Harnessing Individual Differences in Incoherence to Improve Forecasting Accuracy

Image

Aldous Huxley once wrote that “Consistency is contrary to nature, contrary to life. The only completely consistent people are the dead.”

That may be so, but among the living there is natural variation or, as psychologists like to say “individual differences”, in consistency across individuals.

In a recent paper, my colleagues, Chris Karvetski, Kenneth Olson, Charles Twardy, and I examined whether we could leverage that variation in consistency or logical coherence to improve the accuracy of probabilistic judgments aggregated across a pool of individuals.

Although judgment and decision-making researchers have long been interested in how coherent and how accurate people are in making judgments, relatively few studies have examined how accuracy and coherence are related to one another.

Coherence does not imply accuracy. To see why, imagine I had a fair coin and I asked you what the chances were that it would come up heads on a coin toss. Let’s say you said 30%. Now suppose I also asked you to give me your estimate of the chances that it will come up tails, and you said 70%. Given there are only (and, yes, let us assume there are only) two possibilities — heads or tails (and no coins landing standing up) — the chances assigned to those two outcomes must sum to 1.0. This is what’s known as the additivity property in probability calculus. And it is a logical necessity. While there are an infinite number of ways to divide the probability of something happening into the two mutually exclusive and exhaustive possibilities — namely, a probability of 1.0 that the coin will land on heads or on tails — it is a logical necessity that they add up to 1.0. To put it more succinctly, they must add to 1.
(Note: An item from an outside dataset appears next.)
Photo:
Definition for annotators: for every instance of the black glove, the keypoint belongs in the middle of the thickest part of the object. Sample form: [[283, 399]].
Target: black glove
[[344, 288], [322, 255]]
So, in the example, your estimates are coherent, at least in the sense that they are additive, but clearly they’re not accurate since, by definition, a balanced coin has an equal chance of landing on heads or tails. In other words, your estimate of landing on heads (30%) should have been raised by 20 percentage points, while your estimate of landing on tails (70%) should have correspondingly been lowered by 20 percentage points.
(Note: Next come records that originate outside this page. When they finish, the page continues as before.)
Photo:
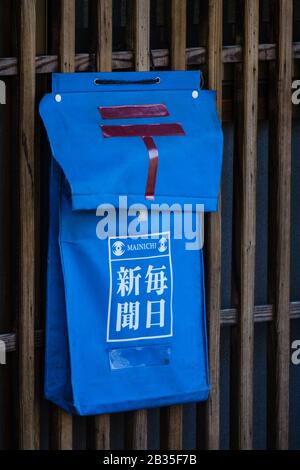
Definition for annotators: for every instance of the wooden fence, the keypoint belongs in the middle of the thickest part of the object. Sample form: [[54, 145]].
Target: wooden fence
[[245, 108]]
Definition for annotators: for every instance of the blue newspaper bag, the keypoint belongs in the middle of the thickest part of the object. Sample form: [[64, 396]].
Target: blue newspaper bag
[[126, 325]]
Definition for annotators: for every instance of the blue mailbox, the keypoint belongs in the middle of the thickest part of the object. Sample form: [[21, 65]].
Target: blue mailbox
[[136, 157]]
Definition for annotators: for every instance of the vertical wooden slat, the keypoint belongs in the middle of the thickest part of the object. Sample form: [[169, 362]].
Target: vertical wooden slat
[[27, 224], [142, 35], [172, 417], [63, 426], [103, 64], [67, 36], [178, 34], [279, 226], [213, 241], [137, 428], [245, 234], [104, 36]]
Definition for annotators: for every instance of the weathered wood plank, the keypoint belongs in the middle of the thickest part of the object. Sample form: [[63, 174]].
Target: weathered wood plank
[[245, 233], [27, 224], [141, 35], [62, 425], [171, 427], [178, 34], [104, 36], [280, 231], [213, 241], [67, 36], [125, 59]]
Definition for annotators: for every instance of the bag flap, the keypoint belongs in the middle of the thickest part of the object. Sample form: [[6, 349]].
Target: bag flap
[[145, 135]]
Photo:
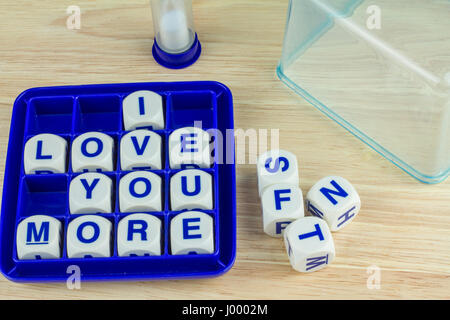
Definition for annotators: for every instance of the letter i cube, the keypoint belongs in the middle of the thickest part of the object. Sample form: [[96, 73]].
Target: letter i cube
[[335, 200]]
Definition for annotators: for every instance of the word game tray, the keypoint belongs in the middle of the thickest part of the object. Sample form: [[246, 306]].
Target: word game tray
[[69, 111]]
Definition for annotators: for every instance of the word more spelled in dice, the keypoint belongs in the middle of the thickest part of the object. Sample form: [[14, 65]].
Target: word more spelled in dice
[[139, 234], [143, 109], [39, 237], [276, 166], [89, 236], [281, 204], [309, 244], [335, 200], [192, 232], [92, 151], [45, 153]]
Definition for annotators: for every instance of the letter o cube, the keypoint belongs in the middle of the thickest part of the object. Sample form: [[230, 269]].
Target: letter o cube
[[93, 151], [140, 191], [89, 236], [335, 200], [309, 244]]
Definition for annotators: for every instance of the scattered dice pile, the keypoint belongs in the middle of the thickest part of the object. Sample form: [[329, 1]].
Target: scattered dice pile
[[333, 202]]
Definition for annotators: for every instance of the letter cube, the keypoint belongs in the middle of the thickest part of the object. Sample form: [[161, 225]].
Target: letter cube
[[335, 200], [45, 153], [191, 189], [89, 236], [276, 166], [143, 109], [39, 237], [140, 191], [309, 244], [139, 234], [93, 151], [281, 204], [192, 232], [140, 150], [189, 147], [91, 192]]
One can be coherent, but inaccurate. However, if one is incoherent, then one has to be inaccurate. But, in making this statement, we have to be careful not to imply that those who are incoherent are necessarily less accurate than those who are coherent. Imagine you had said that there was a 50% chance of landing on heads and a 70% chance of landing on tails. Clearly, these estimates are incoherent because they are not additive. They add up to more than the probability that something will happen — namely, 1.0.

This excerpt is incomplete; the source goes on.